I'm going through this tutorial on pytorch. https://pytorch.org/tutorials/beginner/dcgan_faces_tutorial.html And I've been able to show real images next to the fake ones that I have generated.
# Grab a batch of real images from the dataloader
real_batch = next(iter(dataloader))
# Plot the real images
plt.figure(figsize=(15,15))
plt.subplot(1,2,1)
plt.axis("off")
plt.title("Real Images")
plt.imshow(np.transpose(vutils.make_grid(real_batch[0].to(device)[:64], padding=5, normalize=True).cpu(),(1,2,0)))

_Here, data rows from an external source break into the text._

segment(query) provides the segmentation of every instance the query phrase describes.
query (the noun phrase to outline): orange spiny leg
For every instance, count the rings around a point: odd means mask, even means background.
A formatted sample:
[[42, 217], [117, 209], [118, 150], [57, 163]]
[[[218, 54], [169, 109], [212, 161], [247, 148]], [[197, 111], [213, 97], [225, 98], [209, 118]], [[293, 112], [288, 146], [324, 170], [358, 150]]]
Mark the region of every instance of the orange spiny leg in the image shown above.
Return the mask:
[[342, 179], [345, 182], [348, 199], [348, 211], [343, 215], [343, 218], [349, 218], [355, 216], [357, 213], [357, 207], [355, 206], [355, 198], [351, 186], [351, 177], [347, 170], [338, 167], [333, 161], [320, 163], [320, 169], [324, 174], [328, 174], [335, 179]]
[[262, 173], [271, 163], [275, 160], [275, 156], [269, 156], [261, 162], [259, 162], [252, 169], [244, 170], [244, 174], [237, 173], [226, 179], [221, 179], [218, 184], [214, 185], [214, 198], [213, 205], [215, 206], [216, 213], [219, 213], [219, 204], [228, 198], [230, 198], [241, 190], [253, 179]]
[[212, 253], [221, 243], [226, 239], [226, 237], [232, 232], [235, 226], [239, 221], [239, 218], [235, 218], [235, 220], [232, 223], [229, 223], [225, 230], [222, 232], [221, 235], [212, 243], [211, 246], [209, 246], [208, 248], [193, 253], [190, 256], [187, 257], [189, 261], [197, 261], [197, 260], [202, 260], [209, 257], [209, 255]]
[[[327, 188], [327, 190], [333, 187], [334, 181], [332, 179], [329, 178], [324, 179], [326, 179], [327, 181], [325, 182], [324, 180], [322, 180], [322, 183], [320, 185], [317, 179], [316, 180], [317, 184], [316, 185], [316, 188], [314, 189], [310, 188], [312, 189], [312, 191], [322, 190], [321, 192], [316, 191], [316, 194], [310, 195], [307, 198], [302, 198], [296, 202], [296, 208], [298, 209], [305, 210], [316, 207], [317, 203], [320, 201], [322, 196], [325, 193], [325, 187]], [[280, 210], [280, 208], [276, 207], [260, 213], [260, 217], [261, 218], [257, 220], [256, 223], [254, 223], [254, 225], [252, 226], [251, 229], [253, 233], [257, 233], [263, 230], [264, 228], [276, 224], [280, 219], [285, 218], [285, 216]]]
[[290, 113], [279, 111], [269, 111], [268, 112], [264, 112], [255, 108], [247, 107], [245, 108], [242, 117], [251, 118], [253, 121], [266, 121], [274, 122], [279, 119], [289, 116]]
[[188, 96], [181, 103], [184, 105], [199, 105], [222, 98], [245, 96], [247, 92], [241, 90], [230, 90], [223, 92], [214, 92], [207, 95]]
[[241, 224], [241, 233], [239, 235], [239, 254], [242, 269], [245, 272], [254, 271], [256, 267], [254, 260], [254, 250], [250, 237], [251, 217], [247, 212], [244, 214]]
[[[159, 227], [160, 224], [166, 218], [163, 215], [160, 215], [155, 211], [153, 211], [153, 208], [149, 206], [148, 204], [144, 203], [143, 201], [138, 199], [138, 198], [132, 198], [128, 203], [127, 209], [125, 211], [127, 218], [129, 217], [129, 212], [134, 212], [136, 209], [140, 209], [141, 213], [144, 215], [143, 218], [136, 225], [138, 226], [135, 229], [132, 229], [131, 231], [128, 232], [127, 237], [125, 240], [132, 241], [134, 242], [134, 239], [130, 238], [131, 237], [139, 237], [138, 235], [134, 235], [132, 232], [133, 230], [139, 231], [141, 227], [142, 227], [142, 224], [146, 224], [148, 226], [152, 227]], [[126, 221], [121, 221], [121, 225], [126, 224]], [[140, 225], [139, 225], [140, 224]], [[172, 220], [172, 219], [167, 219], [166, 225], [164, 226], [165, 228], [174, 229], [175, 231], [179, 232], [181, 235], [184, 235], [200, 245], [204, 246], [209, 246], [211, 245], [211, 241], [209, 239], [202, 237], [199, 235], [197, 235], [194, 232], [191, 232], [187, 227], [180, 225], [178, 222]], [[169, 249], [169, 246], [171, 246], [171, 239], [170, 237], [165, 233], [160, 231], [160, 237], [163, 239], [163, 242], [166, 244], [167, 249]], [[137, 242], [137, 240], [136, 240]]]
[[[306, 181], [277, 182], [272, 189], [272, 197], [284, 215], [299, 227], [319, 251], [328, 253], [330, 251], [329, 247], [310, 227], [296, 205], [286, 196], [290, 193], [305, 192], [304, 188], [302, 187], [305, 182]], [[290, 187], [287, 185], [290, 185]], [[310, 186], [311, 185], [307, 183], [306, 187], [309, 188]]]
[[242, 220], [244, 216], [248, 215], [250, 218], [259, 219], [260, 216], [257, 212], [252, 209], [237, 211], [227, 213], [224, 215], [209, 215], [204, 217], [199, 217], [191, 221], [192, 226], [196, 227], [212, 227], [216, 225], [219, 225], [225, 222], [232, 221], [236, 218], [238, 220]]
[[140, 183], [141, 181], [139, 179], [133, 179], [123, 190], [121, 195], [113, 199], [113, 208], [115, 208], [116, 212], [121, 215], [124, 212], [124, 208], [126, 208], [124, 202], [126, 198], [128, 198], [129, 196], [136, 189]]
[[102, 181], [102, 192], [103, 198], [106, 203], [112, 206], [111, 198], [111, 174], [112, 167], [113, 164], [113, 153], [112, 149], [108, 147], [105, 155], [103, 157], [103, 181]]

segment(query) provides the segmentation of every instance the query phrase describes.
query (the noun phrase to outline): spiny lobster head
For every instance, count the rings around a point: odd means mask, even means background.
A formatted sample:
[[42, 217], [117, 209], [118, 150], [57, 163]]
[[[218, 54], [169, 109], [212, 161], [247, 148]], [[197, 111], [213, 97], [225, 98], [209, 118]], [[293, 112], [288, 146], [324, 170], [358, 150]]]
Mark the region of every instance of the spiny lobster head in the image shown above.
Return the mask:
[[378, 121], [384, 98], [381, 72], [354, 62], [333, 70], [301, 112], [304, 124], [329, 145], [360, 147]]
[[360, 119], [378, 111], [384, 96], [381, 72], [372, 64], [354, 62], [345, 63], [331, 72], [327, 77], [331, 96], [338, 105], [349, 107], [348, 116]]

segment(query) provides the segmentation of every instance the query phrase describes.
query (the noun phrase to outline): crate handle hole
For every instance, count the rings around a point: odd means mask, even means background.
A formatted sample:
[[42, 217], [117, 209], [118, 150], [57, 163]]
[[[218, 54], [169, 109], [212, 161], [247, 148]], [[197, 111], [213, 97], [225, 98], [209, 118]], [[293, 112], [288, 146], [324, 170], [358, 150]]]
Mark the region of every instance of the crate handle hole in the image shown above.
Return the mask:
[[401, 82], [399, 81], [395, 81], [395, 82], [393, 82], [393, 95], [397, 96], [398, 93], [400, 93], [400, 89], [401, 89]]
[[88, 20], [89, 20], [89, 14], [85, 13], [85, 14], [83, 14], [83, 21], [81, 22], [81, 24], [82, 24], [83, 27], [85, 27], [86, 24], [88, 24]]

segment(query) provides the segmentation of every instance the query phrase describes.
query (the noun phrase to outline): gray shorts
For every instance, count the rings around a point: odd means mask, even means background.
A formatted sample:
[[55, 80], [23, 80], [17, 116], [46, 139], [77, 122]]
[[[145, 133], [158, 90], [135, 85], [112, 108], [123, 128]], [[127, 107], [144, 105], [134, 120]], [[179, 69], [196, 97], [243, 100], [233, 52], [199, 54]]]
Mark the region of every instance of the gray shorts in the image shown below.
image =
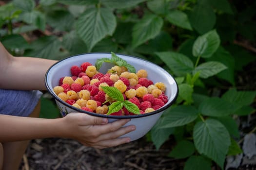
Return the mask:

# Plot the fake images from the last epoch
plt.subplot(1,2,2)
plt.axis("off")
plt.title("Fake Images")
plt.imshow(np.transpose(img_list[-1],(1,2,0)))
plt.show()
Which from my dataset results in this:
I was wondering how I can show one image from the fake images generated. I also want to show it as a 512 X 512 image if possible.
Edit: The img_list[-1].shape is torch.Size([3, 530, 530]).
This part of the training shows that img_list is a list of images with each image being a group of sub-images (not being able to separate them). Is there a way I can edit this to make img_list an image of each fake image generated?
Here is what I wanted:
noise = torch.randn(1, nz, 1, 1, device=device)
with torch.no_grad():
newfake = netG(noise).detach().cpu()
plt.axis("off")
plt.imshow(np.transpose(newfake[0],(1,2,0)))
plt.show()
As it generates a new image, with a new noise. The img_list was combining the generated images into one image. However, this code still only generates 64 by 64 pixel images.